Attention (2ème partie)


Nous étions en voiture. Je conduisais. Car on ne savait pas si Damien connaissait encore un quelconque itinéraire, ni s'il avait conservé ses repères dans l'espace. J'essayais d'avoir l'air le plus naturel possible. En vérité, je n'en menais pas large. Certes je me réjouissais de le ramener dans notre nid. Mais j'étais inquiète aussi. Je me retrouvais en position de faire la conversation à quelqu'un qui m'était familier mais pour lequel j'étais une inconnue. Pas évident.

— Comme tu le vois, notre vieux tacot relève plus de la citrouille que du carrosse. Mais nous étions bien contents que mes parents nous le donnent.

Les banalités auxquelles je m'essayais ne dissipaient pas mon malaise. Tutoyer Damien me paraissait presque incongru. Je ne savais plus comment m'adresser à lui. Il me regardait avec une certaine réserve.
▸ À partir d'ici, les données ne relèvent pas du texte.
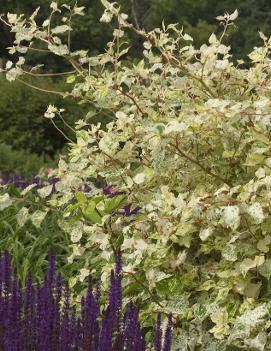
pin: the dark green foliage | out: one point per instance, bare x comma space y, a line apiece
23, 125
29, 245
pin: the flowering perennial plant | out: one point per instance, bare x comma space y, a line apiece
41, 317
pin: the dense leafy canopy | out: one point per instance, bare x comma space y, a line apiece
189, 144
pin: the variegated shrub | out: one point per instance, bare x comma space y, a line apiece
189, 143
Celle-là même que l'on arbore au début d'un séjour linguistique avec la famille d'accueil : il faut vite faire tomber les barrières et se familiariser, mais cette précipitation n'empêche pas la gêne.
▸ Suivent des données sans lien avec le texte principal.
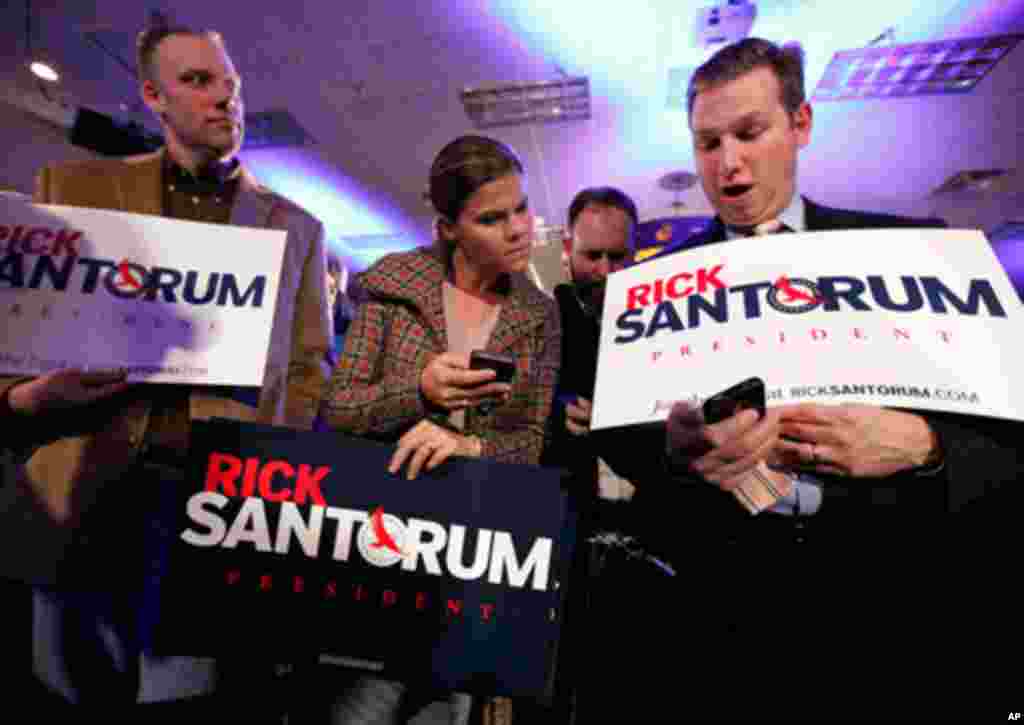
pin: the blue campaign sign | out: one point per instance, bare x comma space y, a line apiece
303, 543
Il observait attentivement les paysages alentours tandis que nous roulions. Pour autant il ne posait aucune question. Cela m'étonnait. A sa place je l'eûs assailli de questions sur les lieux que nous traversions. A la concentration de son visage, je devinais qu'il se savait censé connaître tous ces endroits mais qu'il ne reconnaissait rien. Réflexion faite, son mutisme n'était pas si étonnant. Damien n'avait jamais aimé user des mots pour se dire. Le divan du psychanalyste devait représenter pour lui le comble de la farce ou du supplice. Il n'aimait pas mettre des mots sur ses états d'âme, comme si l'aventure eût été risquée. Quand parler me permettait d'éclaircir la réalité, pour lui c'était toujours amorcer des bombes. Aussi y avait-il fort à parier qu'il ne chercherait pas à se réapproprier le monde via la parole. J'allais devoir le guider sans qu'il me donne ses coordonnées dans son désert de souvenirs. La tâche s'annonçait ardue. Effroyable même. Un passé est si riche. Je n'en connaissais qu'une facette. Qu'allais-je lui restituer, son histoire ou ma version de son histoire ? Comment le rendre à lui-même et non pas à l'idée que j'en avais ? Des événements communs, nous n'avions pas forcément eu la même interprétation. De la réalité, nous n'avions pas nécessairement conservé les mêmes traces. Ce qui m'avait affectée pouvait l'avoir indifféré. Ce qui l'avait captivé pouvait m'avoir ennuyée. Des mêmes faits, nous pouvions avoir des vécus dissemblables. Une petite voix sournoise me chuchota qu'il aurait peut-être tout oublié du football. Fini les comptes-rendus post match ? Il était vrai que là il devenait bavard. Ah ces matchs maintes et maintes fois rejoués en commentaires !

Puis une autre voix fit taire la première et me souffla de lui parler librement, de lui dire les choses comme elles viendraient, sans préjuger de leur importance. De lui laisser le soin de leur attribuer une place dans son passé. A lui d'effectuer son œuvre de restauration à partir des fragments épars et plus ou moins déformés que je lui fournirais. J'étais persuadée qu'il voudrait que j'agisse ainsi, sans être paralysée par d'infinies questions sur la façon de bien faire.